The problem is, a lot of the power is just easy to see and players gravitate to power anyways. Look at DT Liquifiers for example, within 10min of the leaks most the DE community saw how strong it was without seeing any lists as well as Comp Edge Razorflails. "Oh supercharge flamers with no draw back? lol ok thanks" DE community asked "Why did GW change DT for the better?" If it would have stayed like 8th no one would have done Wrack LG spam. GW changed it on purpose and I am 100% sure they knew it would sell Wracks. Wracks is one of the best money makers for GW DE units, highest cost unit per point that can be spam, its why they are still 8pts, its why AoR was wrack spam. GW is making things unbalanced on purpose from my PoV.

   
Made in us
Regular Dakkanaut




 Amishprn86 wrote:
SaganGree wrote:
Ok, so when it comes to balance, should we start moving to Tournies where the Armies from each faction have 2 or 3 prebuild lists that you can choose from? I mean if the complaint is that armies are won or lost in the list building stage, then why not remove that variable? It's one of the reason i think the 8th index armies were so successful, if unflavorful. Besides, everyone LOVES a net list right? Why not embrace it?


The problem is, a lot of the power is just easy to see and players gravitate to power anyways. Look at DT Liquifiers for example, within 10min of the leaks most the DE community saw how strong it was without seeing any lists as well as Comp Edge Razorflails. "Oh supercharge flamers with no draw back? lol ok thanks" DE community asked "Why did GW change DT for the better?" If it would have stayed like 8th no one would have done Wrack LG spam. GW changed it on purpose and I am 100% sure they knew it would sell Wracks.

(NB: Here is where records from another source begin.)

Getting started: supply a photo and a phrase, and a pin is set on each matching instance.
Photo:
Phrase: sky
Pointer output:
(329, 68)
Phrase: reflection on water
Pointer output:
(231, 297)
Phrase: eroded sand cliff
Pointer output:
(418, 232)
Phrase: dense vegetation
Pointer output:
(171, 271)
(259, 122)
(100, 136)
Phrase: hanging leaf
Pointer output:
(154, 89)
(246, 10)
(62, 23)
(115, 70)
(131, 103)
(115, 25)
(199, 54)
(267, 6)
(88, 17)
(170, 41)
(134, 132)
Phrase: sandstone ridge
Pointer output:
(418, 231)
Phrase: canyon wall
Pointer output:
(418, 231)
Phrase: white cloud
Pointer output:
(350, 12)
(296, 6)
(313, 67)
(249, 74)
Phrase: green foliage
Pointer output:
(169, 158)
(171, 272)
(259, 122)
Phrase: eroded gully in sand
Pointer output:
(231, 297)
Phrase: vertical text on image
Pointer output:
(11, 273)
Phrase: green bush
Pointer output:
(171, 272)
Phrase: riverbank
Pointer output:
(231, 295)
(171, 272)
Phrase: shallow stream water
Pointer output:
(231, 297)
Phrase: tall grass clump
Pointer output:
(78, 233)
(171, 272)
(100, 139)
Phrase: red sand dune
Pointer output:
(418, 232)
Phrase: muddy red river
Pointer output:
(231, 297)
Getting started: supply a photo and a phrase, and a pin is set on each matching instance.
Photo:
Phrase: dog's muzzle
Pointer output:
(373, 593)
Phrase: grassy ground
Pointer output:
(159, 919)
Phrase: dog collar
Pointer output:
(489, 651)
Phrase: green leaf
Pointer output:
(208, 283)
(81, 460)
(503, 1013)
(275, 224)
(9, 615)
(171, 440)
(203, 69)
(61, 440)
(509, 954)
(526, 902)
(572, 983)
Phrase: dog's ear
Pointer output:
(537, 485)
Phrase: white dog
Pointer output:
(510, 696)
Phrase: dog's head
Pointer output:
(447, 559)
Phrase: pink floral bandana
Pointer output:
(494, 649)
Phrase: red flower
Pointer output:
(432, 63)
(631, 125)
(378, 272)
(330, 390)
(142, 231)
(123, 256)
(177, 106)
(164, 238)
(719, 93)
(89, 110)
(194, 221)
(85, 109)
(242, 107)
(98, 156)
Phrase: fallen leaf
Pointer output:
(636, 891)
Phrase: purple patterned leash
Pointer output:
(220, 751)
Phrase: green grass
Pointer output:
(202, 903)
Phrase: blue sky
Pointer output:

Wracks is one of the best money makers for GW DE units, highest cost unit per point that can be spam, its why they are still 8pts, its why AoR was wrack spam. GW is making things unbalanced on purpose from my PoV.


Of that I have no doubt... the last year of Codex releases can support that theory...

Hence the prebuild idea.

If you have a "Council" making the lists for a tournament season, updating as Codexes release and are FAQd, then you should be able to mitigate a lot of that power Skew. Will the problems still persist? Oh yeah, and GW will have to address them but at least we, as a community, can mitigate the stupid, and make the games more fun for 90% of tournament goers.